Other than Musharraf, no other military leader became the blue-eyed of USA, UK, Israel and India. These countries have traditionally pursued anti-Pakistan policies and have all along tried to exploit our leaders to harm Pakistan. The way Musharraf went out of the way to promote US agenda and to appease India was much beyond their expectations. Except for Musharraf no other leader had dared to get closer with Israel. But for judicial crisis, he was well on his way to restore diplomatic relations with Tel Aviv. The four are the saddest on his departure and are looking forward to remain in touch with him once he settles down abroad. Having earned the repute of an American stooge and his insatiable greed to stick to power, he has faced more humiliation and disgrace than other three military rulers.

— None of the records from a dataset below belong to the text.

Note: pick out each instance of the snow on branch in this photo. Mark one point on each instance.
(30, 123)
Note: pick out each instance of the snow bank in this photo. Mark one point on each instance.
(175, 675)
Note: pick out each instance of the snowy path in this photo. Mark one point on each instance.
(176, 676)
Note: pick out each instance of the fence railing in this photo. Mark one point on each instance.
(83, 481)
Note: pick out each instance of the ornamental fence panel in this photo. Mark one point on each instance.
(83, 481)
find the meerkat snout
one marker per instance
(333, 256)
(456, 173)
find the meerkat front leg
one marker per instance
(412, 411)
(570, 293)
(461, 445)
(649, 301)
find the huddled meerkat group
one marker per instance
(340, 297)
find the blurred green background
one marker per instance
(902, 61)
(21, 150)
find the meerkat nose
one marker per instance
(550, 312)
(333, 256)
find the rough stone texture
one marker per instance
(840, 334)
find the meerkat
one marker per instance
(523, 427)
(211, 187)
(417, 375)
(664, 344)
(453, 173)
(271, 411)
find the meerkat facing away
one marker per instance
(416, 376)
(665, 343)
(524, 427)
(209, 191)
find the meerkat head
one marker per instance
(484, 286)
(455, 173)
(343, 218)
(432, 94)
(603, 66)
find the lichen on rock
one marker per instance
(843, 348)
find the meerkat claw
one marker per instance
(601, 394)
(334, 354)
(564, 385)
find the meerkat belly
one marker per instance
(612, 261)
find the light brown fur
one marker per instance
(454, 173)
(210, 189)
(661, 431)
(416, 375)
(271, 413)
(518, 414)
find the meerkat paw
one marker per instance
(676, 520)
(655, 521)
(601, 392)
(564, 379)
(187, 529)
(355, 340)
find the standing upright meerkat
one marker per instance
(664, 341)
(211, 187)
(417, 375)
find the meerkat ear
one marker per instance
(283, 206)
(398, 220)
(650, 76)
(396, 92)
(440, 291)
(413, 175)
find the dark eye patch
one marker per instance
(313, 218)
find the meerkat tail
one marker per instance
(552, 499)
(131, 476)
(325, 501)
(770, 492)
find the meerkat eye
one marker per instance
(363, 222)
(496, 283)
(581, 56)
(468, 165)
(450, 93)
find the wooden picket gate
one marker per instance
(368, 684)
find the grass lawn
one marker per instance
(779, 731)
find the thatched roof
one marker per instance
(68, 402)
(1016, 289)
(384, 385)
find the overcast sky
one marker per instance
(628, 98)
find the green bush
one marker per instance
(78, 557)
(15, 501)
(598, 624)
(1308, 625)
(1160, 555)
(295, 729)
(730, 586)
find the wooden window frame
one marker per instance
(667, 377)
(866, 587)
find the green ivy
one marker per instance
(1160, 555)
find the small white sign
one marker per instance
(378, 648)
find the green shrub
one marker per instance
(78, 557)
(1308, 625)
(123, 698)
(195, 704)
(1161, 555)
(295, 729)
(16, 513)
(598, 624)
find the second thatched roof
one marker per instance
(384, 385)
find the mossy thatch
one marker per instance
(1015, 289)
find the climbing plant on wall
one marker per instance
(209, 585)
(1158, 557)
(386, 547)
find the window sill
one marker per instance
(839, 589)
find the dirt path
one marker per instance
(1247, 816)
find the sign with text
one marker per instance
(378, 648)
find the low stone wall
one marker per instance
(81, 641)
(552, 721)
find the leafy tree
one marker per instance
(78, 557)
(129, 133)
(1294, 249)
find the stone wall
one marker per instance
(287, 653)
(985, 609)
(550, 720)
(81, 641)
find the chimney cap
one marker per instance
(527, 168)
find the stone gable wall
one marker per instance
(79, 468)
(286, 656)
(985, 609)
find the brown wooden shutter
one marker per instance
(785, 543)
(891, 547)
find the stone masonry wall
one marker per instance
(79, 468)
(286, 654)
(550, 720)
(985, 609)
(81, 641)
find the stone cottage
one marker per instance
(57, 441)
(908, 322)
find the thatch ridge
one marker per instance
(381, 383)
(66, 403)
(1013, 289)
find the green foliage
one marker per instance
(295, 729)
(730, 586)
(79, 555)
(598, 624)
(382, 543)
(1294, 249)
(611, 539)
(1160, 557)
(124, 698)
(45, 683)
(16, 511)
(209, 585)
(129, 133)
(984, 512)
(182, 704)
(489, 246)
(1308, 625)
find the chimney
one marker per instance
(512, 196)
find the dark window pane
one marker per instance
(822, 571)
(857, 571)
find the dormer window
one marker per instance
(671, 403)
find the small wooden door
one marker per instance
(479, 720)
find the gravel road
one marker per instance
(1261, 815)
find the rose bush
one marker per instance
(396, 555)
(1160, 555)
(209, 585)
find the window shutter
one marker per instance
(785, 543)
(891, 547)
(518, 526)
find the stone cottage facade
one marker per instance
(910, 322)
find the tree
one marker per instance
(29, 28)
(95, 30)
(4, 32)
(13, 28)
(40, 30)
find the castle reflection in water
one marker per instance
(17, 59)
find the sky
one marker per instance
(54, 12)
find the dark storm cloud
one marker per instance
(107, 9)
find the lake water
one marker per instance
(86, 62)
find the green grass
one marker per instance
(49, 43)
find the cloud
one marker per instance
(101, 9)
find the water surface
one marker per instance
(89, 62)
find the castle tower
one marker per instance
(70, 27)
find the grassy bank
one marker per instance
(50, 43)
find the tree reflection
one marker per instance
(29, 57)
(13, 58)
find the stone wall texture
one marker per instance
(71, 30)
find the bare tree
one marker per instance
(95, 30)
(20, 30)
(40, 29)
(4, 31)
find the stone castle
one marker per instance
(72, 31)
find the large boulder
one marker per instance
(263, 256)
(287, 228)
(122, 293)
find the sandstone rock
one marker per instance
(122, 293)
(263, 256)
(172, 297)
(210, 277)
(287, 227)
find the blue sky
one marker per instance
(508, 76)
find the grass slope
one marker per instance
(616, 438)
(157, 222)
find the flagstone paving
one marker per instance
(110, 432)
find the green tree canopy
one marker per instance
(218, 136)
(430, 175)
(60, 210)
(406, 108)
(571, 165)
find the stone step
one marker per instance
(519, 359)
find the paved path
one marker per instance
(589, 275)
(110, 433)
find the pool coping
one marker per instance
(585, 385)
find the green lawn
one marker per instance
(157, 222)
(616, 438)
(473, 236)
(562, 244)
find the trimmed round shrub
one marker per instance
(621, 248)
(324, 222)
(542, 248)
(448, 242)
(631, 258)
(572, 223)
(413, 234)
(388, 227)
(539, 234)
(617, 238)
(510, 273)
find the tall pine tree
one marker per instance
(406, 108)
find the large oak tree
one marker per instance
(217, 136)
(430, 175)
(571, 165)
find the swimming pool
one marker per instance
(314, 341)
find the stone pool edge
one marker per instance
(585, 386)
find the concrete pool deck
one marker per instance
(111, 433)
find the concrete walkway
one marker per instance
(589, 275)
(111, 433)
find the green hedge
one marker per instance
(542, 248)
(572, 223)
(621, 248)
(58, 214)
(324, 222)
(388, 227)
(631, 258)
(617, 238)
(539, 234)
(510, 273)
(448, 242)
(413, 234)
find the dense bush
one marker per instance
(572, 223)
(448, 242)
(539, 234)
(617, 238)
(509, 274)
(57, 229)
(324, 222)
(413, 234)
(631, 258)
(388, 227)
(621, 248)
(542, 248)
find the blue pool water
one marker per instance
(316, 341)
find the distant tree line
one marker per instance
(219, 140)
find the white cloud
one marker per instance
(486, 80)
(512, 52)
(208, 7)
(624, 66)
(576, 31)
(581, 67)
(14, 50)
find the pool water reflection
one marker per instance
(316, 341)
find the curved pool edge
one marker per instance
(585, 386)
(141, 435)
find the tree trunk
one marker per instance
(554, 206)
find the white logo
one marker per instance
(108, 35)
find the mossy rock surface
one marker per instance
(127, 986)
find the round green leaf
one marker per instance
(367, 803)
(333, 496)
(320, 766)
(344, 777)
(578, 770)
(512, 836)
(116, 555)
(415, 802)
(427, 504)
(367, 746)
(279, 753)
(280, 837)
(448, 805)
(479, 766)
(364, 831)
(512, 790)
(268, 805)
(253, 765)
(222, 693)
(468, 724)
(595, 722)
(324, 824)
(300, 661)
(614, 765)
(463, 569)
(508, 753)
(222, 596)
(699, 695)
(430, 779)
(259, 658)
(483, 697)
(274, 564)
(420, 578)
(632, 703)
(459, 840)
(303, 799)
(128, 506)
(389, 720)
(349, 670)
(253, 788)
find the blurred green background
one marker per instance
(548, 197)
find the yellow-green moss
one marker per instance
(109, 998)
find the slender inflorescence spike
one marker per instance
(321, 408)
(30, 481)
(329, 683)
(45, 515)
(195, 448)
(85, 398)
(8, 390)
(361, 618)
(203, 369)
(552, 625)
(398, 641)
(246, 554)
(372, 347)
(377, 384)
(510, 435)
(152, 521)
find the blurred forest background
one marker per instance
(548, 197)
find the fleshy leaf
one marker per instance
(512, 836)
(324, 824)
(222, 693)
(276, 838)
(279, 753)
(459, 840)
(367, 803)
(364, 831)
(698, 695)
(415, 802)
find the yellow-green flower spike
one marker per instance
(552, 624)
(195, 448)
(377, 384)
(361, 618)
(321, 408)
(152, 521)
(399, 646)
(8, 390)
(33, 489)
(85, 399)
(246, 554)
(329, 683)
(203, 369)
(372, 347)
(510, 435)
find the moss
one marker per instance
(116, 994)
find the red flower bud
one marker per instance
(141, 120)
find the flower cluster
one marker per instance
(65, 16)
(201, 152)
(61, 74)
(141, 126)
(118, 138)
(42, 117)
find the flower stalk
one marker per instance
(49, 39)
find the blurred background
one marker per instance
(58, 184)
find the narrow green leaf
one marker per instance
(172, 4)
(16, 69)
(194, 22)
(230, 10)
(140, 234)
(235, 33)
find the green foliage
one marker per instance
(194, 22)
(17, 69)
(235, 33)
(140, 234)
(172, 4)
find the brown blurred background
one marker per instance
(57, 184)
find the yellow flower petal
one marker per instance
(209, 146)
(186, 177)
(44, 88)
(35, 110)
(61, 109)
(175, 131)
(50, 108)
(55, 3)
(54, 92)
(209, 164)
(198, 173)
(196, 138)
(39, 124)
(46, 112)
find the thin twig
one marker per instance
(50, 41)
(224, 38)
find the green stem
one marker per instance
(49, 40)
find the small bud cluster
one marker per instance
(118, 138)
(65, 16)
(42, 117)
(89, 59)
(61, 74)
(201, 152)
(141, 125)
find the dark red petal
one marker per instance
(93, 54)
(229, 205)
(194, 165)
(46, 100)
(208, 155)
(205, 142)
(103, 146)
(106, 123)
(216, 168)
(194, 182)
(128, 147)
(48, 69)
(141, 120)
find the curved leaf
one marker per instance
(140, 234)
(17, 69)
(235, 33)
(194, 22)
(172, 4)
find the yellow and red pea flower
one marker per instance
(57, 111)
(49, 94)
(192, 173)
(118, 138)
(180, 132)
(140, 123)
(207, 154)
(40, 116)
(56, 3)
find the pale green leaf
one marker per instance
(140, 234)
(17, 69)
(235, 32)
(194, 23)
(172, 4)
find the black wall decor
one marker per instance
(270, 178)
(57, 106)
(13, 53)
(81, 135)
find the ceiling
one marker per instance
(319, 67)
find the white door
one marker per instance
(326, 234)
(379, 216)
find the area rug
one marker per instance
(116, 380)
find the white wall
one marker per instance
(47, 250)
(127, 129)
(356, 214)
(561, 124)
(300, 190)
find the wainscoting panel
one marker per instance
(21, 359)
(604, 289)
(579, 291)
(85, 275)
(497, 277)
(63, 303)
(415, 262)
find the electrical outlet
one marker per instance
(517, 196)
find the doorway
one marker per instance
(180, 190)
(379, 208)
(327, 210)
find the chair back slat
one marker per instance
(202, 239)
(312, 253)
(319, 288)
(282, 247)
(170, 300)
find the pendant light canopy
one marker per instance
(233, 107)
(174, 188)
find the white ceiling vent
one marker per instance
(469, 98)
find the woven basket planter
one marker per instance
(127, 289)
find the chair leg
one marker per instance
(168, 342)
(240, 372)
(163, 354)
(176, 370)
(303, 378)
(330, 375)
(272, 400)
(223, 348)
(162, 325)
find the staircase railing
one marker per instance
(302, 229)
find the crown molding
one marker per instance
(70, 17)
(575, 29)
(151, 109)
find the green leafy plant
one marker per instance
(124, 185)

Having been left high and dry by even by his closest friends, Musharraf suffering from megalomania has been consigned to dustbin of history. His era has finally come to an abrupt end and once he leaves, there will be no farewells and no tears shed. Whatever days he spends in Pakistan would be fraught with tension and danger. The lawyers and deposed judges in particular as well as all those who have suffered a great deal at his hands have breathed a sigh of relief. The lawyers must be feeling happy that their one and half year struggle has ultimately been crowned with success and they are hoping that the brave and upright judges would be restored promptly and honoured. Nawaz must be brimming with joy for having avenged his humiliation. Now that the chief obstacle has been put aside, the political leadership will have no more excuses to lump failures in Musharraf’s kitty. It should quickly brace itself to the challenges confronting the nation.

Asif Haroon Raja is a retired Brig based in Rawalpindi and a defence and political analyst.